Shade was the first youth fair queen in 1960. Frankenberry held the honor in 1965. Both have chaired the contest for 32 years.

The theme this year was "chill out," Frankenberry said. The contestants represent Berkeley County's youth, she said.

"Like no two snowflakes are alike, each one (contestant) is different. They come in all sizes and shapes," Frankenberry said.

Contestants are judged on poise, appearance, how they articulate and how they respond to questions from the judges, she said.

Nearly 300 people watched the ceremony in the fairgrounds' main arena, she said.

Every exhibit -- cattle, hogs, sheep, swine, rabbits, chicken, cooking, sewing and more -- are the work of those ages 9 to 21, Frankenberry said.

"This is what makes this fair unique and so special," she said.

Unlike other county fairs across the country, adults cannot enter exhibits.

Sunday afternoon was a beehive of activity as the youngsters brought in exhibits to be judged. Animals were being washed and groomed in hopes of impressing judges.

Over in the hog barn, Mclovin was not loving the bath he was getting from his owner, Taylor Riner, 14. The 6-month-old market hog, who weighed in at 263 pounds, was squealing in protest at the scrubbing he had to endure to look his best for this morning's judging and auction.

"No," said Riner when asked if she would miss Mclovin' after the auction. "This is my fourth year.
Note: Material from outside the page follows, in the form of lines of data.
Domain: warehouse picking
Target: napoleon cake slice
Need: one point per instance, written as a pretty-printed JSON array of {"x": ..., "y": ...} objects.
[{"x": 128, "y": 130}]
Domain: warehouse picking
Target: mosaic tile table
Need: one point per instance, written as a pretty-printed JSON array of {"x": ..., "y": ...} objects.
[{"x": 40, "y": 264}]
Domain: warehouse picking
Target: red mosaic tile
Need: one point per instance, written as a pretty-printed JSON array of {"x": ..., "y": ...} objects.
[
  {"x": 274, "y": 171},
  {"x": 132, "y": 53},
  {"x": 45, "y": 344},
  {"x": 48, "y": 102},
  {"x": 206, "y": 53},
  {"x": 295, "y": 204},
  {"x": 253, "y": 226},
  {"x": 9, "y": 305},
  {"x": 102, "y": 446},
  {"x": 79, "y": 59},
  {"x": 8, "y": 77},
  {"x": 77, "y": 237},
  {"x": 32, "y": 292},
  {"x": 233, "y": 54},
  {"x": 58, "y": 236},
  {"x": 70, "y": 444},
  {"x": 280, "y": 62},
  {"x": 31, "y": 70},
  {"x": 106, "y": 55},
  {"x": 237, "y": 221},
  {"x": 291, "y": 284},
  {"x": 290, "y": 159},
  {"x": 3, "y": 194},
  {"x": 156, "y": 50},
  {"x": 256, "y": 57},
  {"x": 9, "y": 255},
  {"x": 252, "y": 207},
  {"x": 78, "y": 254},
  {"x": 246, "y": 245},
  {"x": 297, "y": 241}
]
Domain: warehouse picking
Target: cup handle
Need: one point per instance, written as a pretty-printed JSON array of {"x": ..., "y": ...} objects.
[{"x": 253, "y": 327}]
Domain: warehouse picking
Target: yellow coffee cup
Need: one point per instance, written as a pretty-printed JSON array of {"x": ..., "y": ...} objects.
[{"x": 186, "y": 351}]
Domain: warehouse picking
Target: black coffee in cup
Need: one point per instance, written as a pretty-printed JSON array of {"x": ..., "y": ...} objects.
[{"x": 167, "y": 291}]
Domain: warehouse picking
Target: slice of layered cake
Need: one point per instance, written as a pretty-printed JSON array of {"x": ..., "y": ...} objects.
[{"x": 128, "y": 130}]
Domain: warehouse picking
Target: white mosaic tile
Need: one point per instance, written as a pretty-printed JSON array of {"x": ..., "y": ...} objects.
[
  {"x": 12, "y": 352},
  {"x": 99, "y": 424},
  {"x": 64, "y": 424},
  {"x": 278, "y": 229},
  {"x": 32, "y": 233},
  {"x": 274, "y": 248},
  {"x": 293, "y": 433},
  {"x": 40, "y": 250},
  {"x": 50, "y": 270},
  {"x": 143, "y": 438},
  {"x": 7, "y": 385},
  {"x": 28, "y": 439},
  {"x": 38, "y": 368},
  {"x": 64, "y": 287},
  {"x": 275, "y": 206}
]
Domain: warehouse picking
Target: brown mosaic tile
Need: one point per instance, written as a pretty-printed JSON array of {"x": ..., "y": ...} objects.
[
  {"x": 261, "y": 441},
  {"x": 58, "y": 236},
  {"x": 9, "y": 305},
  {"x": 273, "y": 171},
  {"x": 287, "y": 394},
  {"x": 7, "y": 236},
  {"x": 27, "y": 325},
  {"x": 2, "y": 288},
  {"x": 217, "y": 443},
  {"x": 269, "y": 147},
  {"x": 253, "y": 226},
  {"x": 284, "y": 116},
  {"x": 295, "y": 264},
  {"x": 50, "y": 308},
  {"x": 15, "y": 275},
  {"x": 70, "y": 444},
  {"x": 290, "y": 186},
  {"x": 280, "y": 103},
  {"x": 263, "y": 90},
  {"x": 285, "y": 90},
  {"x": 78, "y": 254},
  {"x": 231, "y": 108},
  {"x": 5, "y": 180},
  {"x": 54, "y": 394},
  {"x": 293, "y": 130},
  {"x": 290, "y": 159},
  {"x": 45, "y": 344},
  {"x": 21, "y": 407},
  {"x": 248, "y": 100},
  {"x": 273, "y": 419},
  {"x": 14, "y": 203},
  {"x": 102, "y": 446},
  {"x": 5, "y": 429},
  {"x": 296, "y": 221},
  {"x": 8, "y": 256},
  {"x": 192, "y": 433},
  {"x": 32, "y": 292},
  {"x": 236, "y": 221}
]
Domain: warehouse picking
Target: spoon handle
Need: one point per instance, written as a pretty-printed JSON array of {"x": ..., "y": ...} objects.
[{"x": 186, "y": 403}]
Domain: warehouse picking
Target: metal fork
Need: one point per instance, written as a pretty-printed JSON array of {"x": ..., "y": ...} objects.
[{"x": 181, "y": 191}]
I'm used to it."

It was different in the goat pens, where Sarah Cole, 14, was grooming Elvis, her 8-month-old Boer goat.

Goats of that breed are easily recognizable by their white bodies and red heads. Elvis is different. He's red all over.
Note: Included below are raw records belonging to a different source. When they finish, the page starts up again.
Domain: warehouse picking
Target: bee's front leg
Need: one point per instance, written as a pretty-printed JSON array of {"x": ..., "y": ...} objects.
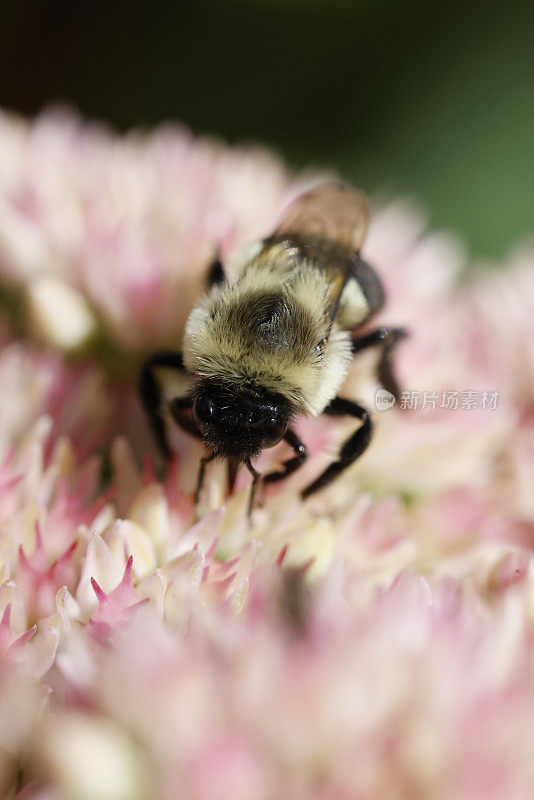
[
  {"x": 352, "y": 449},
  {"x": 292, "y": 464},
  {"x": 152, "y": 396}
]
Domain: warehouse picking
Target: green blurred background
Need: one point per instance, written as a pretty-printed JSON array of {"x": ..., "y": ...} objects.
[{"x": 429, "y": 99}]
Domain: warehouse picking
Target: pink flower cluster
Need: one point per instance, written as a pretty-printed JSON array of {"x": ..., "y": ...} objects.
[{"x": 376, "y": 641}]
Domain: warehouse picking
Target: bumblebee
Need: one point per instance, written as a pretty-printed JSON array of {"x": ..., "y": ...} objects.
[{"x": 277, "y": 342}]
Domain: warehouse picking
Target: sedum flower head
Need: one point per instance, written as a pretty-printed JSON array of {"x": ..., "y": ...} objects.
[{"x": 375, "y": 641}]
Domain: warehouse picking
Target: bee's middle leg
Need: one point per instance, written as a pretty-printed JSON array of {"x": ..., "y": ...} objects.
[
  {"x": 387, "y": 339},
  {"x": 352, "y": 448}
]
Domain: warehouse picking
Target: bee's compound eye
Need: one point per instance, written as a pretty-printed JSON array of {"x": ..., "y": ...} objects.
[
  {"x": 203, "y": 410},
  {"x": 274, "y": 431}
]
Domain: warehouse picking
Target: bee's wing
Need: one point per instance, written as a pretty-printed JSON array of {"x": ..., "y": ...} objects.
[
  {"x": 332, "y": 211},
  {"x": 335, "y": 217}
]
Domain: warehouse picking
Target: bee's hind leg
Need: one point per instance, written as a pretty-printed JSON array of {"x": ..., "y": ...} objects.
[
  {"x": 387, "y": 338},
  {"x": 352, "y": 449}
]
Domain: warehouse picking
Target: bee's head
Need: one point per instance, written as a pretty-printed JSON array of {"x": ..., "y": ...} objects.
[{"x": 239, "y": 421}]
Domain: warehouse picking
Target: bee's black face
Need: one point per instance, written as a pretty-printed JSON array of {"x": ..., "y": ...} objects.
[{"x": 239, "y": 422}]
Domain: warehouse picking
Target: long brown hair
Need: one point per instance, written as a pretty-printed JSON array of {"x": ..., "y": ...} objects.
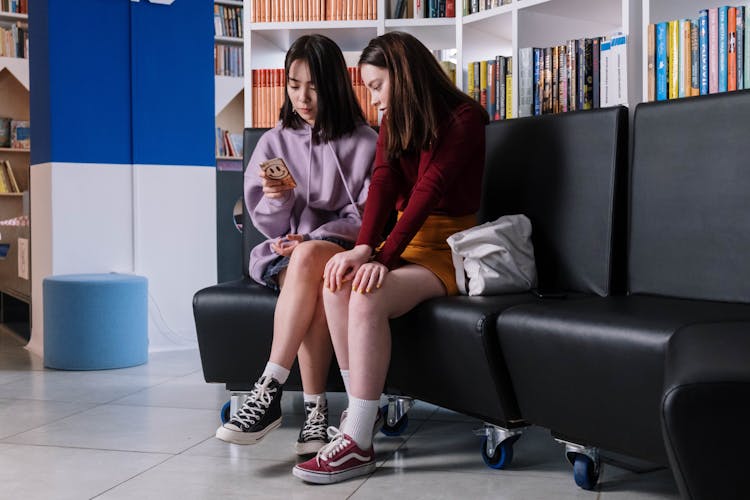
[
  {"x": 421, "y": 94},
  {"x": 339, "y": 112}
]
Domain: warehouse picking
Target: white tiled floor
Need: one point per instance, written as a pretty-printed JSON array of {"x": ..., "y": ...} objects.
[{"x": 147, "y": 432}]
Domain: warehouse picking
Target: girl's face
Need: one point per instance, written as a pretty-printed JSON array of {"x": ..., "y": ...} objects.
[
  {"x": 302, "y": 92},
  {"x": 377, "y": 82}
]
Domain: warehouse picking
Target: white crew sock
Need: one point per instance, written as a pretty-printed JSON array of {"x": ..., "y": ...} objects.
[
  {"x": 360, "y": 420},
  {"x": 277, "y": 372},
  {"x": 345, "y": 378}
]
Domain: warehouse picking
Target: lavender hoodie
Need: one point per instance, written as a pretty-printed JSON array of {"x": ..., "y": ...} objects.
[{"x": 332, "y": 177}]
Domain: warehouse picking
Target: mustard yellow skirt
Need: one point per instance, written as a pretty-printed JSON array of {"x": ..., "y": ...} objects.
[{"x": 429, "y": 248}]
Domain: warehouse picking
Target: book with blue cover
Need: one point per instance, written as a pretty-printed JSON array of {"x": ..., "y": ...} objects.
[
  {"x": 723, "y": 57},
  {"x": 661, "y": 61},
  {"x": 703, "y": 51}
]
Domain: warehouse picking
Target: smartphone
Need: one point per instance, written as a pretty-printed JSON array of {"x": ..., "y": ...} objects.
[{"x": 276, "y": 169}]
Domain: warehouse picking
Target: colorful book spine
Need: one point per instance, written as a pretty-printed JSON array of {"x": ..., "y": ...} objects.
[
  {"x": 525, "y": 81},
  {"x": 703, "y": 52},
  {"x": 681, "y": 58},
  {"x": 713, "y": 50},
  {"x": 673, "y": 58},
  {"x": 731, "y": 48},
  {"x": 491, "y": 88},
  {"x": 661, "y": 61},
  {"x": 723, "y": 28},
  {"x": 740, "y": 47},
  {"x": 695, "y": 58},
  {"x": 538, "y": 61}
]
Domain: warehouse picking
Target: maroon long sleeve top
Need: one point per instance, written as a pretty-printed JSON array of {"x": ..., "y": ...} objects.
[{"x": 444, "y": 180}]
He's Sarah's first goat and he'll be missed, she said.




Coming up at the fair



  • Monday's Youth Fair activities include rabbit and swine judging beginning at 8 a.m. Indoor exhibits open at 1 p.m. and the small pet show starts at 1:30 p.m.

  • Local talent will perform from 4:30 to 6:30 p.m. The commercial exhibit opens at 5 p.m., and the carnival opens at 6 p.m.

  • At 7 p.m., the truck/tractor pull and 4-H style show get under way.

  • On Tuesday, the goat and poultry judging start at 8 a.m.

    The ice cream-eating contest begins at 5 p.m. At 7 p.m., more truck/tractor pulling begins, as does livestock jeopardy.